Open a file.txt and find the possible start and end positions of its genes

Hi I have a file and I would like to open it and find the start and end positions of its genes,also I have some extra imformations.The beginning of each gene is mapped by the following pattern. There is an 8 letter consensus known as the Shine-Dalgarno sequence (TAAGGAGG) followed by 4-10 bases downstream before the initiation codon (ATG). However there are variants of the Shine-Dalgarno sequence with the most common of which being [TA][AC]AGGA[GA][GA].The end of the gene is specified by the stop codon TAA, TAG and TGA. It must be taken care the stop codon is found after the correct Open.Reading Frame (ORF).

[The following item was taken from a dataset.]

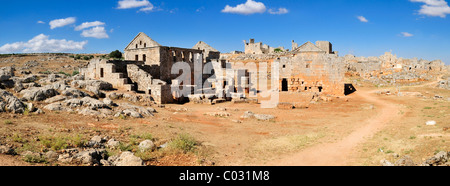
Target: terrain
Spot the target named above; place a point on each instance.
(364, 128)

Now I have make a txt file with genome and I open it with this code,and the error begin when I go to read the genome and put start and end.Any help?Thanks a lot.:
#!/usr/bin/perl -w
use strict;
use warnings;
# Searching for motifs
# Ask the user for the filename of the file containing
my $proteinfilename = "yersinia_genome.fasta";
print "\nYou open the filename of the protein sequence data: yersinia_genome.fasta \n";
# Remove the newline from the protein filename
chomp $proteinfilename;
# open the file, or exit
unless (open(PROTEINFILE, $proteinfilename) )
{
print "Cannot open file \"$proteinfilename\"\n\n";
exit;
}
# Read the protein sequence data from the file, and store it
# into the array variable #protein
my #protein = <PROTEINFILE>;
# Close the file - we've read all the data into #protein now.
close PROTEINFILE;
# Put the protein sequence data into a single string, as it's easier
# to search for a motif in a string than in an array of
# lines (what if the motif occurs over a line break?)

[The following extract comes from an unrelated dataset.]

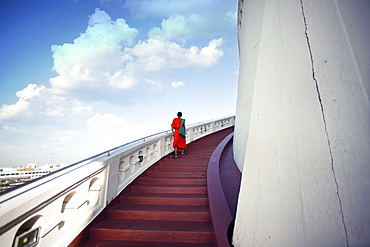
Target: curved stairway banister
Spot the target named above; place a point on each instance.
(55, 208)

my $protein = join( '', #protein);
# Remove whitespace.
$protein =~ s/\s//g;
# In a loop, ask the user for a motif, search for the motif,
# and report if it was found.
my $motif='TAAGGAGG';
do
{
print "\n Your motif is:$motif\n";
# Remove the newline at the end of $motif
chomp $motif;
# Look for the motif
if ( $protein =~ /$motif/ )
{
print "I found it!This is the motif: $motif in line $.. \n\n";
}
else
{
print "I couldn't find it.\n\n";
}
}
until ($motif =~ /TAAGGAGG/g);
my $reverse=reverse $motif;
print "Here is the reverse Motif: $reverse. \n\n";
#HERE STARTS THE PROBLEMS,I DONT KNOW WHERE I MAKE THE MISTAKES
#$genome=$motif;
#$genome = $_[0];
my $ORF = 0;
while (my $genome = $proteinfilename) {
chomp $genome;
print "processing $genome\n";
my $mrna = split(/\s+/, $genome);
while ($mrna =~ /ATG/g) {
# $start and $stop are 0-based indexes
my $start = pos($mrna) - 3; # back up to include the start sequence
# discard remnant if no stop sequence can be found
last unless $mrna=~ /TAA|TAG|TGA/g;
#m/^ATG(?:[ATGC]{3}){8,}?(?:TAA|TAG|TGA)/gm;
my $stop = pos($mrna);
my $genlength = $stop - $start;
my $genome = substr($mrna, $start, $genlength);
print "\t" . join(' ', $start+1, $stop, $genome, $genlength) . "\n";
# $ORF ++;
#print "$ORF\n";
}
}
exit;
Thanks,I have make it the solution is :
local $_=$protein;
while(/ATG/g){
my $start = pos()-3;
if(/T(?:TAA|TAG|TGA)/g){
my $stop = pos;
print $start, " " , $stop, " " ,$stop - $start, " " ,
substr ($_,$start,$stop - $start),$/;
}
}
while (my $genome = $proteinfilename) {
This creates an endless loop: you are copying the file name (not the $protein data) over and over.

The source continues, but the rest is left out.